Steps to fill out the ITR form online by directly entering the values into the portal are:

  1. Go to the income tax e-filing portal, which is the official website for filing ITR-4.
  2. Enter your PAN, password, and C\captcha code to access your account.
  3. Go to ‘e-file’ section and pick ‘Income Tax Return’.
  4. The site will fill in the PAN for you, so all you have to do now is fill in the following information:
  •  Assessment year
  • ITR form number
  • Filing type as ‘Original/Revised Return’
  • Submit mode as ‘Prepare and Submit Online’
  1. Select ‘Continue’ from the drop-down menu.
  2. Read all of the instructions before beginning to fill out the ITR-4 form, using the “Store Draft” button to save the information as a draft.
  3. Once you’ve finished, select the verification option that best suits your needs.
  4. From the drop-down list, pick ‘Preview and Submit’.
  5. Double-check the information you have entered.
  6. File the ITR.

You can access your ITR file through your account once the returns have been confirmed.

IT Filing with expert assistance

If filing taxes appears burdensome, business owners might employ a tax agent to assist them.
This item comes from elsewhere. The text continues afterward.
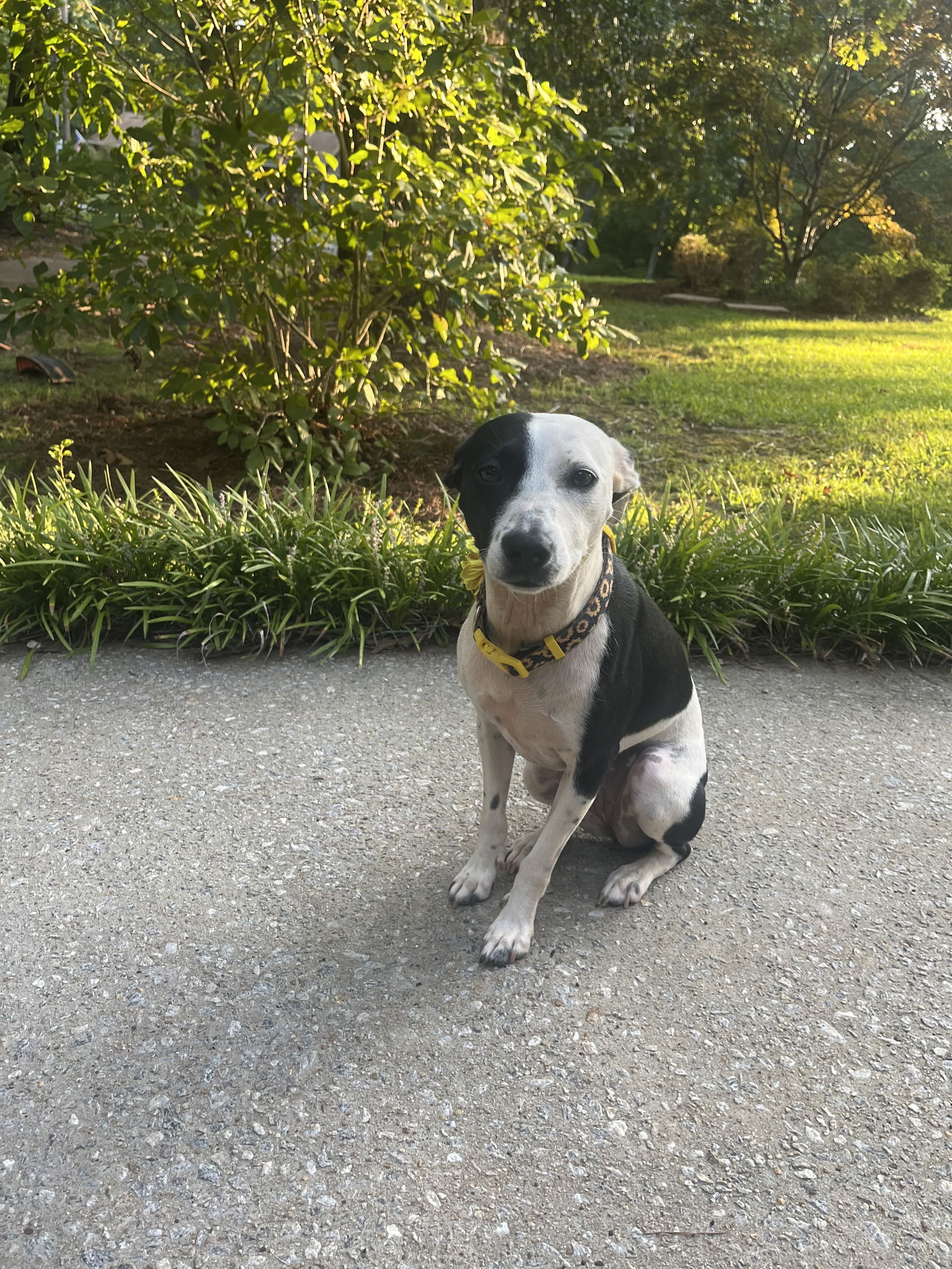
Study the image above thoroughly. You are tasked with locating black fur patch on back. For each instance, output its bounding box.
[575,559,694,797]
[443,412,532,551]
  • Clear Tax is one such startup, where you may hire an expert for a reasonable charge to help you with ITRs, GST returns, company registration, trademark registration, and GST registration, among other things.
  • Alternatively, you can use the websites or to file your business taxes.
  • Another platform is TaxMantra, which assists individuals and corporations in filing their tax returns.
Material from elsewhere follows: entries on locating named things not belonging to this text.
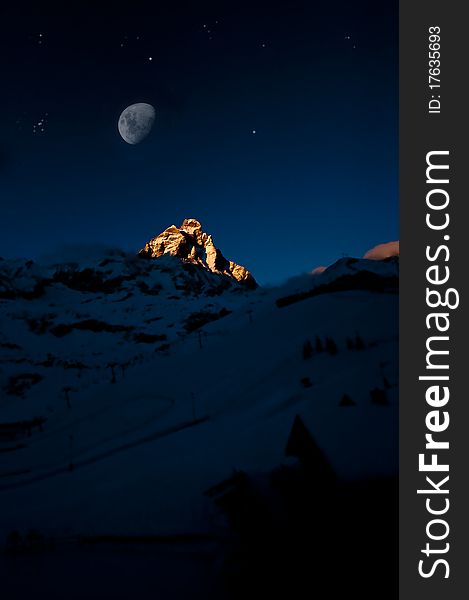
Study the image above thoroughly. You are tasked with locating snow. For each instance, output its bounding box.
[0,250,398,539]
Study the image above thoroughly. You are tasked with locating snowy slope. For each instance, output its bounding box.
[0,251,398,539]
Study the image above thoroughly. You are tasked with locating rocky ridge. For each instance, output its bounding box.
[139,219,257,289]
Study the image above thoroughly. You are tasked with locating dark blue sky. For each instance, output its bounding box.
[0,0,399,283]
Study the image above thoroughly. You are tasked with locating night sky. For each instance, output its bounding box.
[0,0,399,283]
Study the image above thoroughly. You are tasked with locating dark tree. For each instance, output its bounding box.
[315,335,324,352]
[370,388,389,406]
[355,333,365,350]
[303,340,313,360]
[326,337,338,356]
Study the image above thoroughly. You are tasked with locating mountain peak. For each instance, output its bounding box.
[139,219,257,288]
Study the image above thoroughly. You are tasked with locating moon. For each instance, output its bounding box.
[117,102,156,145]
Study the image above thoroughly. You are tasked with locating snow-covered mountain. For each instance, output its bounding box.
[0,227,398,596]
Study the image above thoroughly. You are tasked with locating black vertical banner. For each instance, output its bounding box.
[400,0,469,600]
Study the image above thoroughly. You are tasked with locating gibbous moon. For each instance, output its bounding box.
[118,102,156,145]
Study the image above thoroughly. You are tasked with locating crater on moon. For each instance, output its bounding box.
[118,102,156,145]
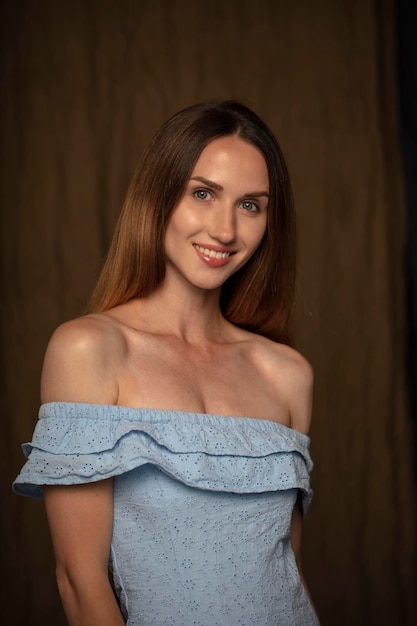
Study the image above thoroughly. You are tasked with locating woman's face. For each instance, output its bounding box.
[165,135,269,289]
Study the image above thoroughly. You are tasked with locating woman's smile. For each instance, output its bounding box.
[165,135,269,289]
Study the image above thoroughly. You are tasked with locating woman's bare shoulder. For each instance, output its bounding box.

The presumptive basis of the taxation scheme is a huge help to small business owners because it frees them up from having to do complicated calculations and reduces their compliance load significantly. Moreover, such business owners are exempt from keeping books of accounts and having them audited by a CA. As a result, the business owner will not be forced to explain to the tax officer all of their deductions and justifications for claims for expenses made in the course of their operation.
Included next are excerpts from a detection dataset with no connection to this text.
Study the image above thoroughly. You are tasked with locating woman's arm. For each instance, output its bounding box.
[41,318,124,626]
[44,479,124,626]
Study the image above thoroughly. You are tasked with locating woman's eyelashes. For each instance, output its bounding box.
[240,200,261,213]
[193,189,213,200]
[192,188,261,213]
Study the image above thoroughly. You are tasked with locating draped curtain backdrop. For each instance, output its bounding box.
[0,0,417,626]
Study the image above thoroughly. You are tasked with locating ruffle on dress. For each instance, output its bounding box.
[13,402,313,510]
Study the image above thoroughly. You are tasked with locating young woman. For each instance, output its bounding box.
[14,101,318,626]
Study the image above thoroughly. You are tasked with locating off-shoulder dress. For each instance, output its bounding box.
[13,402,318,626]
Although the government has made submitting tax returns easier by using Saral and Sahaj forms, most people still find it a difficult undertaking. Join CoffeeMug today to find chartered accountants who can assist you in filing your business tax returns.


Q. When must business returns be filed in India?

A. The closing date is Sept 30th if a tax audit is expected; else, the cut-off date is July 31st.

Q. What is advance tax is and when do business owners pay it?

A. The assessment of a year’s income can only be made after the year has passed; advance tax is the payment of your tax liability in the year it is earned before the year has passed. If the assessee’s tax liability exceeds Rs 10,000 in a financial year, advance tax must be paid. The deadlines are:

  • June 15th (15%)
  • September 15th (45%)
  • December 15th (75%)
  • The 15th of March (100%) 

Q. Is it necessary for business owners to preserve a copy of the filed return as proof, and if so, for how long?

A. Yes, under the Income-tax Act, legal proceedings can be undertaken up to 4 to 6 years previous to the current fiscal year (depending on the facts of the case). However, because certain experts can commence procedures even after 6 years, it is recommended to keep the copy of the returns for at least 6 years.

Q. What is the tax rate for LLPs?

A. A Partnership Firm (including LLP) is taxable at 30% for the fiscal year 2022-23.

Q. What exactly is a surcharge?

A. After the initial price has been quoted, a surcharge is a tax, fee, or charge that is appended to the price of a product or service.